SETARA.ID, JAKARTA – PT Jhonlin Agro Raya Tbk (JARR), perusahaan kelapa sawit yang terafiliasi dengan pengusaha Andi Syamsuddin Arsyad atau Haji Isam, mengakui telah membeli 3.500 ton crude palm oil (CPO) hasil sitaan Kejaksaan Agung dengan nilai transaksi mencapai Rp53,58 miliar.
Pengakuan tersebut disampaikan perseroan melalui keterbukaan informasi kepada Bursa Efek Indonesia (BEI) sebagai respons atas permintaan klarifikasi mengenai pemberitaan yang beredar di media.
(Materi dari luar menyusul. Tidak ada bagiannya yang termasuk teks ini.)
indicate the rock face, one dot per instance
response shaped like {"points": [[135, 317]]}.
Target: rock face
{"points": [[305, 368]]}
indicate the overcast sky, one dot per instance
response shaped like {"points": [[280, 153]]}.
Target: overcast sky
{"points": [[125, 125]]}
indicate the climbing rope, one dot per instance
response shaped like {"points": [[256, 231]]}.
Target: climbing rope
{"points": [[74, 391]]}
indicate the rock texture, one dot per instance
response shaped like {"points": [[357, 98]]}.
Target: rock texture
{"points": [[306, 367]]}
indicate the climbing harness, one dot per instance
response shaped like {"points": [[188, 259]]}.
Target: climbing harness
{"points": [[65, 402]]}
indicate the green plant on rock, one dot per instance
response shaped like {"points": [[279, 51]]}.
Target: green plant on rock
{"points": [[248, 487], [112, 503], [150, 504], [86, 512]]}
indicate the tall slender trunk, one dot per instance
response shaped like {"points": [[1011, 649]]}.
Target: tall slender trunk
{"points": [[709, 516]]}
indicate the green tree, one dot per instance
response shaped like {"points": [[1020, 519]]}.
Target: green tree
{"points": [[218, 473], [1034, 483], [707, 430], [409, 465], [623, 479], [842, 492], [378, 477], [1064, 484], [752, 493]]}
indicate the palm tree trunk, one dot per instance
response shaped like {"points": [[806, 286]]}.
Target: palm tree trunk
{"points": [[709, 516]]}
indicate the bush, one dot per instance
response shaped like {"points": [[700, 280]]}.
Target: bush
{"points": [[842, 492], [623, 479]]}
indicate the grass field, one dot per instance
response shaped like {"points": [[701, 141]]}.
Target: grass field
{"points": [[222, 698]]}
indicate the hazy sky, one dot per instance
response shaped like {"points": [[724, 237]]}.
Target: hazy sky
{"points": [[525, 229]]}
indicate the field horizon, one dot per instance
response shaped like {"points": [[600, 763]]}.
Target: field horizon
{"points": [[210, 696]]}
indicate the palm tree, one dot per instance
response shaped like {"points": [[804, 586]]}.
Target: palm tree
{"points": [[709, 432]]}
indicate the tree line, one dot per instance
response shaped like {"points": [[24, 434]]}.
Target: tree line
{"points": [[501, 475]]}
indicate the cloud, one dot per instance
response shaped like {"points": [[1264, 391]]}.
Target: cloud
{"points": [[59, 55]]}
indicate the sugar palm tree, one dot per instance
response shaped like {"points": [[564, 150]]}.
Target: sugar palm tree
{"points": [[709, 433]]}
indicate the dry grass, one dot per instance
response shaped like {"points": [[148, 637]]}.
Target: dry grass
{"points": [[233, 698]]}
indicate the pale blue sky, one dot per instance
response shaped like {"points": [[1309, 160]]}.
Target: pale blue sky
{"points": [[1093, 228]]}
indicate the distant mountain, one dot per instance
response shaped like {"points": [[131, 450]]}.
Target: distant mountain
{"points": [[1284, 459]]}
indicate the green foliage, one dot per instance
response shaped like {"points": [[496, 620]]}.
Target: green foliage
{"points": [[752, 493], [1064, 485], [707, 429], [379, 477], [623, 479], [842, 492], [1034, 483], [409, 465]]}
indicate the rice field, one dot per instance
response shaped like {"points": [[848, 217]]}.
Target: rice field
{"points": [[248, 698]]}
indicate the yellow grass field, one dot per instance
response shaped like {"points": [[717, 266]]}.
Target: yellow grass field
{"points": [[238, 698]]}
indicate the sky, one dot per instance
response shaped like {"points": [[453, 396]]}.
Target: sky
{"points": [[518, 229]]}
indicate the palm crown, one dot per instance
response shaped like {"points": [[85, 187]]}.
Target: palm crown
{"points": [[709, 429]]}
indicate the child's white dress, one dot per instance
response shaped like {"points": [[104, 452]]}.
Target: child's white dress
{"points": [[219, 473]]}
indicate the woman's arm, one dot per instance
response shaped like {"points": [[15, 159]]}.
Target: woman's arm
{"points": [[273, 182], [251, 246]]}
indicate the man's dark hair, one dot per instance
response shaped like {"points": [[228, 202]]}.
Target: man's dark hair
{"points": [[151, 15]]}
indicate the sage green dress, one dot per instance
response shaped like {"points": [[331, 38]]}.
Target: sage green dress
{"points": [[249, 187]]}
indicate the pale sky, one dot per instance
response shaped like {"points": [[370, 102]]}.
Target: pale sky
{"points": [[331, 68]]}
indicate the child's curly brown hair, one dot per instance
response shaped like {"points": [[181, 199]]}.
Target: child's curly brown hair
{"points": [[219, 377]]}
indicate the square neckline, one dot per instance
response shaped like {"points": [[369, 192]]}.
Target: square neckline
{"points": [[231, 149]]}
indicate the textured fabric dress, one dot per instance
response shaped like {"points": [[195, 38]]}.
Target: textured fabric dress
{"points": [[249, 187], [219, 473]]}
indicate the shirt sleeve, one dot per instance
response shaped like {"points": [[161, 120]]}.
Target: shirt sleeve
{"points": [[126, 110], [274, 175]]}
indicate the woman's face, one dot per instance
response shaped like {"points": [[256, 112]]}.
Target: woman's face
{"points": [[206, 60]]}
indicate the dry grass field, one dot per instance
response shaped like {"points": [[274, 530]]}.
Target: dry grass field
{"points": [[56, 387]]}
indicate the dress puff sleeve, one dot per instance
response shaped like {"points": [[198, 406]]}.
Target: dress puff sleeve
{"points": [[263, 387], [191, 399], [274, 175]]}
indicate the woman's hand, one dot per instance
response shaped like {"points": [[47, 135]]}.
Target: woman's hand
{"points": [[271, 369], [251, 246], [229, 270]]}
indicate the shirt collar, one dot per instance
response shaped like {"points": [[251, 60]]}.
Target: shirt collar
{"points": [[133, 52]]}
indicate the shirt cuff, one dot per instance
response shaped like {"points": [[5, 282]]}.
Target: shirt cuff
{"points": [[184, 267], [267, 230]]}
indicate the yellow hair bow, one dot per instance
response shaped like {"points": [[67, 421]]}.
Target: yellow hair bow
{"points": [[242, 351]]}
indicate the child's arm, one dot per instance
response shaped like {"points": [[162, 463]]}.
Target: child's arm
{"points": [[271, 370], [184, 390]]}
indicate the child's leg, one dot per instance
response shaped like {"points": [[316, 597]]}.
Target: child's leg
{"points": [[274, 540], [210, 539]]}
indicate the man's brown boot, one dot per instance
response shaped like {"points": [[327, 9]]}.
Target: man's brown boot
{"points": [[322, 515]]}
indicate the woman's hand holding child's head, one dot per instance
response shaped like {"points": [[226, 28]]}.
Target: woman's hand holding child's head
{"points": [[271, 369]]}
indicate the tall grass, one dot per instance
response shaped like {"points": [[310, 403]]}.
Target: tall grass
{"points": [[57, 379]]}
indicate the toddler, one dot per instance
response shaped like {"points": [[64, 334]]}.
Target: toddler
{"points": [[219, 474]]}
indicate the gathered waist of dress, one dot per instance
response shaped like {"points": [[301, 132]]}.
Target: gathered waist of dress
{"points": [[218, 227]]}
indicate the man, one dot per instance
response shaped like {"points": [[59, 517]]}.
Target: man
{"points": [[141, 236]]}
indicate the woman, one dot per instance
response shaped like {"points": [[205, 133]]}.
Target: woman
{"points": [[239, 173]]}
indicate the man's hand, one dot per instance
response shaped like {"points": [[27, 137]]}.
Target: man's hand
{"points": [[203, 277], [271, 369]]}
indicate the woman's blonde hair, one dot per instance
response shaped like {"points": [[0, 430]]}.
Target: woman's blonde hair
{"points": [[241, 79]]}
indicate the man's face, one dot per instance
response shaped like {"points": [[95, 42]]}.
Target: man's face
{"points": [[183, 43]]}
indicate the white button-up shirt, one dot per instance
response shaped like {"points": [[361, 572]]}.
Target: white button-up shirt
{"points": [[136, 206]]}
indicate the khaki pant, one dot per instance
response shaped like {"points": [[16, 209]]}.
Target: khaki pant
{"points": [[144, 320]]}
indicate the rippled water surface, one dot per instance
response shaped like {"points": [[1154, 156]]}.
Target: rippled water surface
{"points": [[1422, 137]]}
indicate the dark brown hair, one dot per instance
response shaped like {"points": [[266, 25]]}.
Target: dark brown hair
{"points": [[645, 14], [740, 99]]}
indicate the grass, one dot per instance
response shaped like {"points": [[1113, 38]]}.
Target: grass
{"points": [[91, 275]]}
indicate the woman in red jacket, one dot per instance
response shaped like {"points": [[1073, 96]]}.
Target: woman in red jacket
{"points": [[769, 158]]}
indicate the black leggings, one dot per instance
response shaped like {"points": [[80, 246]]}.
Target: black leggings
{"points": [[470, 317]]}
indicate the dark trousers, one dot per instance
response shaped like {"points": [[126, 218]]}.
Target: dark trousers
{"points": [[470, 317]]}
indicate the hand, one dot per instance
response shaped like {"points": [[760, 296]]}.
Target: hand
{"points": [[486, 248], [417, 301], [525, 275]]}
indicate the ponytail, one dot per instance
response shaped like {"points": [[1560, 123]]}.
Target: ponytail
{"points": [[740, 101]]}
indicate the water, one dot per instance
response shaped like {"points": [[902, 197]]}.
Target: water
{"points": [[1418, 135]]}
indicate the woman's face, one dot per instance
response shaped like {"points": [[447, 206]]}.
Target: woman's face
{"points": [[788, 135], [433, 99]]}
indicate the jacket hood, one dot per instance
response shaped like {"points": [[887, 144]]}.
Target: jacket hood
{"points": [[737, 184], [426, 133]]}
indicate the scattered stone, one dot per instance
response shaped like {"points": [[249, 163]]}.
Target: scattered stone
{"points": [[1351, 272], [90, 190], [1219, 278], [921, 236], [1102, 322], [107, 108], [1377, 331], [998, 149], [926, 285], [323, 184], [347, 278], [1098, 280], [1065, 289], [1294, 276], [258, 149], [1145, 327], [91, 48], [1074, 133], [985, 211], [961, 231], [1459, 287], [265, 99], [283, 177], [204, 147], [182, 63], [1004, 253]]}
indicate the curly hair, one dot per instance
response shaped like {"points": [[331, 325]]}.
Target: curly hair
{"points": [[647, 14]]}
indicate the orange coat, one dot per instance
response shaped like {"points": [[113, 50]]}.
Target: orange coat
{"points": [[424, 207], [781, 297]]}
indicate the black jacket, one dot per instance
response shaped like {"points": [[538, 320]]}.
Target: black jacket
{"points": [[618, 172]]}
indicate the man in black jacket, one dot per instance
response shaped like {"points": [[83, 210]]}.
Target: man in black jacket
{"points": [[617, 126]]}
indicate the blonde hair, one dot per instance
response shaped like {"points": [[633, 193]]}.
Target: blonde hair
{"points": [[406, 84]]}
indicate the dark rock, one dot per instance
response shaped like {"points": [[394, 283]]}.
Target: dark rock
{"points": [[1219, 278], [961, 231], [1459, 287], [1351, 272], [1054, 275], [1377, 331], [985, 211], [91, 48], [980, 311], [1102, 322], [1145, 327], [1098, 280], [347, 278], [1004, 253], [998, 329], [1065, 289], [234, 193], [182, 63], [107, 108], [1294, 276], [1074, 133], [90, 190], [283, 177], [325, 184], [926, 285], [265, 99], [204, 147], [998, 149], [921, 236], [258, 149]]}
Direktur JARR, Victor Suriadijaya, menjelaskan bahwa pembelian dilakukan pada 18 Juli 2025 dari PT Agrinas Palma Nusantara (Persero), perusahaan pelat merah yang mendapat penugasan pemerintah untuk mengelola komoditas CPO hasil sitaan negara.
Perseroan menegaskan transaksi tersebut merupakan bagian dari kegiatan usaha normal (business to business) dan dilakukan sesuai mekanisme yang berlaku.
“Pembelian dilakukan kepada PT Agrinas Palma Nusantara (Persero), bukan kepada pihak yang menjadi tersangka atau terdakwa dalam perkara tindak pidana,” demikian penjelasan manajemen JARR dalam keterbukaan informasi.
JARR juga menyatakan tidak memiliki hubungan maupun keterlibatan dalam perkara dugaan korupsi pemberian fasilitas ekspor crude palm oil (CPO) yang tengah ditangani Kejaksaan Agung.
Menurut perseroan, CPO yang dibeli merupakan komoditas yang telah berada dalam penguasaan negara dan pengelolaannya diserahkan kepada PT Agrinas Palma Nusantara (Persero). Oleh karena itu, transaksi dilakukan dengan perusahaan tersebut sesuai ketentuan yang berlaku.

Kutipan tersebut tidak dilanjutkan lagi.